Project 4: vectors, set!, and loops
Project due date:
Download the starter files here
This project is inspired by Essentials of Compilation (EoC), but in this project I take a departure from the book’s content in several important ways. The language in this project, R3, is an imperative-style language with loops, but at the core the important thing happening is dynamic memory allocation on the heap. In the EoC book, this is covered alongside garbage collection–in my class (at least this iteration) I prefer to skip implementing garbage collection: you need to know C well (to do it correctly), and the algorithms are both tricky to describe and challenging to implement and debug in class where we have not covered C programming. Thus, I opt for a simpler route: just use malloc, and (optionally) get garbage collection by using (e.g.,) the Boehm garbage collector; I also leave something such as arena allocation as a stretch goal, which you should pursue if you are a PhD student or interested to learn more.
Input Language (R3)
this language, which I am calling R3, adds imperative features to R2/LIf. Specifically, we add the forms:
(let* ([x e] ...) e-b) ;; let*, allows multiple simultaneously definitions
(void) ;; operations like vector-set! return void
(make-vector i) ;; Allocate a vector of size i, initialize all entries to 0
(vector-ref e i) ;; Dereference the vector e at index i, i must be static
(vector-set! e i ev) ;; e[i] := v
(set! x e) ;; Any variable can be set!d
(while e-g e-b) ;; While e-g, do e-b, eval to (void)

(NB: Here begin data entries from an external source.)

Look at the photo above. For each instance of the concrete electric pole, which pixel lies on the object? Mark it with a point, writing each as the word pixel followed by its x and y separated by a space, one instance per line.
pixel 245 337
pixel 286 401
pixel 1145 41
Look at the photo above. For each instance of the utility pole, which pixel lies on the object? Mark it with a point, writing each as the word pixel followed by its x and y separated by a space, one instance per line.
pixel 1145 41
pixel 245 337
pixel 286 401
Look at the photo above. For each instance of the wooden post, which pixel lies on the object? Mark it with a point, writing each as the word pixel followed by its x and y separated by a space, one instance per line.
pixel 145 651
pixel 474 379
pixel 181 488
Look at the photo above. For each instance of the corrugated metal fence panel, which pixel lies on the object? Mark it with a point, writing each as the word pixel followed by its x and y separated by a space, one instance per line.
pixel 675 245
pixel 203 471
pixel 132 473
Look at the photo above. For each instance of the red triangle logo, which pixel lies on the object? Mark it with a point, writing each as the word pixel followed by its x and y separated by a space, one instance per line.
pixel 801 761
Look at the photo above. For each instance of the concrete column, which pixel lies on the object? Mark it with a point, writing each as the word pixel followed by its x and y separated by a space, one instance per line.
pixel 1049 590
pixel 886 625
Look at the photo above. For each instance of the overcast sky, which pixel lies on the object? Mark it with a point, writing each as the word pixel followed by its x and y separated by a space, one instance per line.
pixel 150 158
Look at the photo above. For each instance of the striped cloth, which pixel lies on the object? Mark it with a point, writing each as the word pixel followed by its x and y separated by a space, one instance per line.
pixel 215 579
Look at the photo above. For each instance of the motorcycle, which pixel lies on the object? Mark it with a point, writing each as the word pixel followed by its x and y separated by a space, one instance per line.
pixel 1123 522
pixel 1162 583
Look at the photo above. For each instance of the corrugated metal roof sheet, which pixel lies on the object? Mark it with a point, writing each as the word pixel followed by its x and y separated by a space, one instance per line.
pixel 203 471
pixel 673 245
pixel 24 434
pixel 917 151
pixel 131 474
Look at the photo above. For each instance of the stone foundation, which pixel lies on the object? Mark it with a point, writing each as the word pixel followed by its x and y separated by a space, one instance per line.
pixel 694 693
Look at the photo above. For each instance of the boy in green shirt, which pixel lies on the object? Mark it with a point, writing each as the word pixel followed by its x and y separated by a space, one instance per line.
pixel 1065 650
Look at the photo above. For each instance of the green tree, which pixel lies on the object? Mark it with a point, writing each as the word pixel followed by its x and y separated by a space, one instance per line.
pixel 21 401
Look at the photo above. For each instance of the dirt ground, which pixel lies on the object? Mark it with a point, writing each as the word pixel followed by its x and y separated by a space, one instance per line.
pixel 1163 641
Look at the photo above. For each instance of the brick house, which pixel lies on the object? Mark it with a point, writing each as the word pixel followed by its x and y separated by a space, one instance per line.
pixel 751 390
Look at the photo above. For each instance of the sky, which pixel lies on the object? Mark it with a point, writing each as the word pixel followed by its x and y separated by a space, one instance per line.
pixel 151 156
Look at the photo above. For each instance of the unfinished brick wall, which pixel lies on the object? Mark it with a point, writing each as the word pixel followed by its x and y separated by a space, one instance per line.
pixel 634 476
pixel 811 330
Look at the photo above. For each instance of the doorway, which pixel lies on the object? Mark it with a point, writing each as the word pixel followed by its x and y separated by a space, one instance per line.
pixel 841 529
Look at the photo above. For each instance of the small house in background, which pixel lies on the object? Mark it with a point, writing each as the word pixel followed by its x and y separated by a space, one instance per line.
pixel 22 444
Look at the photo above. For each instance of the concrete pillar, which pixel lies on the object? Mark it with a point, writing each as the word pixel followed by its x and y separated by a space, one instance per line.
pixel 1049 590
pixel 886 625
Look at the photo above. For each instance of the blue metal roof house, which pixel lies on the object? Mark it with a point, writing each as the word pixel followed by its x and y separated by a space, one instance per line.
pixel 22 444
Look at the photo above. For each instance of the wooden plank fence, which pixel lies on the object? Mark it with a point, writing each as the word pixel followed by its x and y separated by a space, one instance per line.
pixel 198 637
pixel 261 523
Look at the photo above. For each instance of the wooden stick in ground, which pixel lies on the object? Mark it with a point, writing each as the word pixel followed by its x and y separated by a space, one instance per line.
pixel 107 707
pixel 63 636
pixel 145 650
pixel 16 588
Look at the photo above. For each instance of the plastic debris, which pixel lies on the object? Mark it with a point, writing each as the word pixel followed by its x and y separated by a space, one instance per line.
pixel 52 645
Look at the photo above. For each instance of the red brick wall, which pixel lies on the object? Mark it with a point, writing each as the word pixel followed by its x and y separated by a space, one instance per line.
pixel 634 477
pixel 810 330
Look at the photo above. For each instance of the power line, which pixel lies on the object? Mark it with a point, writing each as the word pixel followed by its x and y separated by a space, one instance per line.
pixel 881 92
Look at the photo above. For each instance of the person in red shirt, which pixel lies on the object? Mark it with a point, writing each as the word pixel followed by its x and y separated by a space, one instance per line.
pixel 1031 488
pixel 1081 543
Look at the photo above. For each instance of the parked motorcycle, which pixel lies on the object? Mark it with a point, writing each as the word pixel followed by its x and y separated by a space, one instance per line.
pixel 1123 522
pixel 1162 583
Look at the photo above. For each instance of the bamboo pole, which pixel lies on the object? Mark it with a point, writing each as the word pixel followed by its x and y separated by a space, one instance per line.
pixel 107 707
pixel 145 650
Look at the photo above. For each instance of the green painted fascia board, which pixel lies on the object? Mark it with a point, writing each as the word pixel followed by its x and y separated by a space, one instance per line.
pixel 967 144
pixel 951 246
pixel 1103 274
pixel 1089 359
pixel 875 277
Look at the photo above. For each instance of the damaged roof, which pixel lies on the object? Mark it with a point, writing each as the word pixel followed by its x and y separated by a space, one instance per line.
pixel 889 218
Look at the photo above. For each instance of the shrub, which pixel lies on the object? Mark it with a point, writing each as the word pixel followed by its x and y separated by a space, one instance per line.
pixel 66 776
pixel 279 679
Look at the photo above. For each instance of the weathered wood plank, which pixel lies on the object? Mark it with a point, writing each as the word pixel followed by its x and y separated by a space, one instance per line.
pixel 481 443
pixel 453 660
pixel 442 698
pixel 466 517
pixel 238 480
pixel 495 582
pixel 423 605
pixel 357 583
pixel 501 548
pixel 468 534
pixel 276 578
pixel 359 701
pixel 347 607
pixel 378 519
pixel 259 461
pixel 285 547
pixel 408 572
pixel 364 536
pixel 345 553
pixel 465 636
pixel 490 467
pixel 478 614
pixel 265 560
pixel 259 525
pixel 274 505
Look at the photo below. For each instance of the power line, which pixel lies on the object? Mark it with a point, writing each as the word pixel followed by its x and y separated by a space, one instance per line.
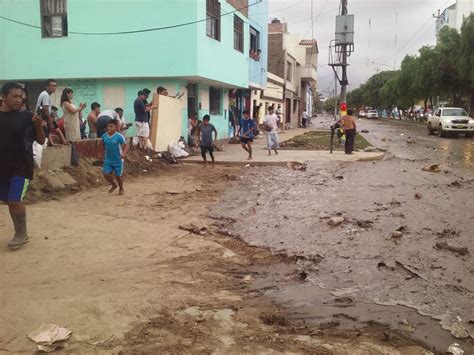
pixel 134 31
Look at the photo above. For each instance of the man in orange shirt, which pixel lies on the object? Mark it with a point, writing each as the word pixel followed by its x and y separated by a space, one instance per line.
pixel 349 125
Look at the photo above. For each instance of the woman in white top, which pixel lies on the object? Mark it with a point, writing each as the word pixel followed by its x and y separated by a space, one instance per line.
pixel 72 124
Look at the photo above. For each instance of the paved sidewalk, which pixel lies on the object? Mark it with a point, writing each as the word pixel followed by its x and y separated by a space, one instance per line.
pixel 234 154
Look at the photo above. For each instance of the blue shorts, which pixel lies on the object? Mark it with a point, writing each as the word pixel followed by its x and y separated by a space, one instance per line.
pixel 13 189
pixel 109 168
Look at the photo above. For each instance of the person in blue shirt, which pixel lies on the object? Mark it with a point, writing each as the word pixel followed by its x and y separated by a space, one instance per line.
pixel 246 131
pixel 115 149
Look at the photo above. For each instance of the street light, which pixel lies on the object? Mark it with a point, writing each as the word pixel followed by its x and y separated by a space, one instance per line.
pixel 386 65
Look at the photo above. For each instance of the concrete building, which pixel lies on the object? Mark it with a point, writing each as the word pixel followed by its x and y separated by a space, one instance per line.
pixel 454 15
pixel 295 61
pixel 82 44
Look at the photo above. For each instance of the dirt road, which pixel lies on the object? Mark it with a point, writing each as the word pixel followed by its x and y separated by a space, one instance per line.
pixel 121 275
pixel 388 259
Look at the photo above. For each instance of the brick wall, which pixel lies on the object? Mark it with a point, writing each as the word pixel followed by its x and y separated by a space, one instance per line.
pixel 276 60
pixel 239 4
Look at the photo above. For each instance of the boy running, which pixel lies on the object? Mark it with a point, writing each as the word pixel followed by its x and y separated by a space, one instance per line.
pixel 246 131
pixel 115 149
pixel 18 130
pixel 205 138
pixel 271 131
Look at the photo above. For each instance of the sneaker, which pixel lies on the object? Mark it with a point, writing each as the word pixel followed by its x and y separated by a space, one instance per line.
pixel 17 242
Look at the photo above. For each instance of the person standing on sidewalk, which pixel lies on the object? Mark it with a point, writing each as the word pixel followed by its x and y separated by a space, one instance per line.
pixel 270 126
pixel 18 131
pixel 205 138
pixel 349 125
pixel 246 131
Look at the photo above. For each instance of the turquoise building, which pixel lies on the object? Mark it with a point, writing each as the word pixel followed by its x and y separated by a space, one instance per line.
pixel 202 51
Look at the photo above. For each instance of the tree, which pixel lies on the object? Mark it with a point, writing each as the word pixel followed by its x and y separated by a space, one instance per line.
pixel 466 57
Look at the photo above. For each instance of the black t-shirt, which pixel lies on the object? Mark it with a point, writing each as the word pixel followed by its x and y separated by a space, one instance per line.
pixel 17 134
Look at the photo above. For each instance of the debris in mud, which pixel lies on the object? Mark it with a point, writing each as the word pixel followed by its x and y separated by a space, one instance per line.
pixel 444 245
pixel 432 168
pixel 455 183
pixel 247 279
pixel 50 337
pixel 296 166
pixel 274 319
pixel 458 331
pixel 455 349
pixel 194 227
pixel 335 221
pixel 410 270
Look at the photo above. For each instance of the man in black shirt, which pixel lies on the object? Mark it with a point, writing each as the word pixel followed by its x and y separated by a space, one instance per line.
pixel 18 131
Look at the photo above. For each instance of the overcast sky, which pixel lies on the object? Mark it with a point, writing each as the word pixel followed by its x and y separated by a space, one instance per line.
pixel 385 31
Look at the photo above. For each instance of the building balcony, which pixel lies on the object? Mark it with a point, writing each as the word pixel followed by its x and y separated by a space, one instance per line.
pixel 308 73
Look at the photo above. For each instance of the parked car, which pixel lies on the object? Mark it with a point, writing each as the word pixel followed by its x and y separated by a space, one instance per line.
pixel 372 114
pixel 450 120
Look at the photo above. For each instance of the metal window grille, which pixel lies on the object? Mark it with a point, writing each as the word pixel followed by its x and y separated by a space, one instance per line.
pixel 214 101
pixel 53 18
pixel 238 33
pixel 213 23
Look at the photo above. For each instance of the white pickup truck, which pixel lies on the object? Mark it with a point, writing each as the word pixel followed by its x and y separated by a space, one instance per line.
pixel 450 120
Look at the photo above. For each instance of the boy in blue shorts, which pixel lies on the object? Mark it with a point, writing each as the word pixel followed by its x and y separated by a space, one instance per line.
pixel 115 149
pixel 18 130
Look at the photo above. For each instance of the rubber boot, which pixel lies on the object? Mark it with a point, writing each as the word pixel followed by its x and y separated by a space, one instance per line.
pixel 21 237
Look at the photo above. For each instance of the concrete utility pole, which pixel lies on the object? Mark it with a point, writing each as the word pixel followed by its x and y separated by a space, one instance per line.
pixel 344 81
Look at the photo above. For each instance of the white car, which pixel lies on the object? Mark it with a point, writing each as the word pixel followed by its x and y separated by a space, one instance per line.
pixel 452 120
pixel 372 114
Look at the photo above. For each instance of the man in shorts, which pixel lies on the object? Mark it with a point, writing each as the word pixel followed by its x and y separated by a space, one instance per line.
pixel 18 131
pixel 270 125
pixel 205 139
pixel 141 119
pixel 246 131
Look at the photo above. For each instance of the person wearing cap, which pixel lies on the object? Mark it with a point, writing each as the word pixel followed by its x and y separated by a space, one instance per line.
pixel 141 118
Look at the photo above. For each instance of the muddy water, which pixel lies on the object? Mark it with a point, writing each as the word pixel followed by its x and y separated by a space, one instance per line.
pixel 391 277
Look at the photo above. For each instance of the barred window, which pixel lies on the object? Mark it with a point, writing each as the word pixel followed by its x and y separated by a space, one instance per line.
pixel 214 101
pixel 238 33
pixel 53 18
pixel 213 23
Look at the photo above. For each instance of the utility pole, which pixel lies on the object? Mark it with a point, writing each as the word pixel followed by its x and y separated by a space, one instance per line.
pixel 344 81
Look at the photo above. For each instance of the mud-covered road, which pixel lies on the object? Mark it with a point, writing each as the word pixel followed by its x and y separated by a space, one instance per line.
pixel 362 270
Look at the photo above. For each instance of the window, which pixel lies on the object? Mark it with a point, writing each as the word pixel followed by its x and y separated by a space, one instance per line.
pixel 214 101
pixel 213 23
pixel 289 71
pixel 53 18
pixel 238 34
pixel 254 40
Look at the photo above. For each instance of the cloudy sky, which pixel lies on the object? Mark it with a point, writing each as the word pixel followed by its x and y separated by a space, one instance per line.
pixel 385 31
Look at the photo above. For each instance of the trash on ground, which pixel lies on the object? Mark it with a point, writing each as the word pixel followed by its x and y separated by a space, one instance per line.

(begin es ... e-last) ;; Do all of es..., eval to the result of e-last
As an example of an R3 program…
(program
(let* ([x (read)]
[i 0]
[acc 0])
(begin
(while (< i x)
(begin
(set! acc (+ acc i))
(set! i (+ i 1))))
acc)))
The major extensions are these:
-
We have a new literal, called
(void). This is sometimes called the “unit value,” and carries no computational information, i.e., control-flow never depends on the value of its contents; in an ideal world we would eliminate voids entirely via optimization, but their inclusion allows us to answer questions like: “what should vector-set! return?” -
Programs may allocate vectors using
(make-vector i), which zeros all entries of the vector. These get translated into calls to an allocation function inruntime.c. -
Programs may perform vector operations, but these operations are limited to constant indices (i.e., we can’t compute the index that we want to write / read via
vector-ref/vector-set!))–we may generalize this in subsequent projects. -
All variables may be mutated via set!, our language is no longer pure. We handle this by “boxing” every variable, a process we describe below.
-
Mutability goes hand-in-hand with loops, in the sense that mutable variables are not much fun unless you add loops. So we add a form,
(while e-g e-b), which continually evaluates the loop guarde-gand executes the bodye-b(discarding its result) until the loop is finished.(while ...)reduces to(void).
Repository Layout
compile.rkt– Your pass implementations. You will edit functions provided here. -> This is the only file you will edit! The rest are read-onlyirs.rkt– IR definitions and predicates likeanf-program?,c1-program?, etc. (see also typed/shrunk variants)interpreters.rkt– Reference interpreters for several IRs (used by tests and for your own debugging).system.rkt– System/ABI configuration, pass names, runtime filenames, output paths, etc.main.rkt– Driver that runs all passes, can build a binary, and can launch a debug server.test.rkt– Test harness. Runs isolation tests or end-to-end native tests depending on-mmode.runtime.c– Minimal runtime (read_int64,print_int64, etc.).test-programs/– Example programs (.scm).input-files/– Input streams for programs (lines of integers).goldens/– Instructor goldens (IR snapshots, interpreter outputs, and stdout baselines).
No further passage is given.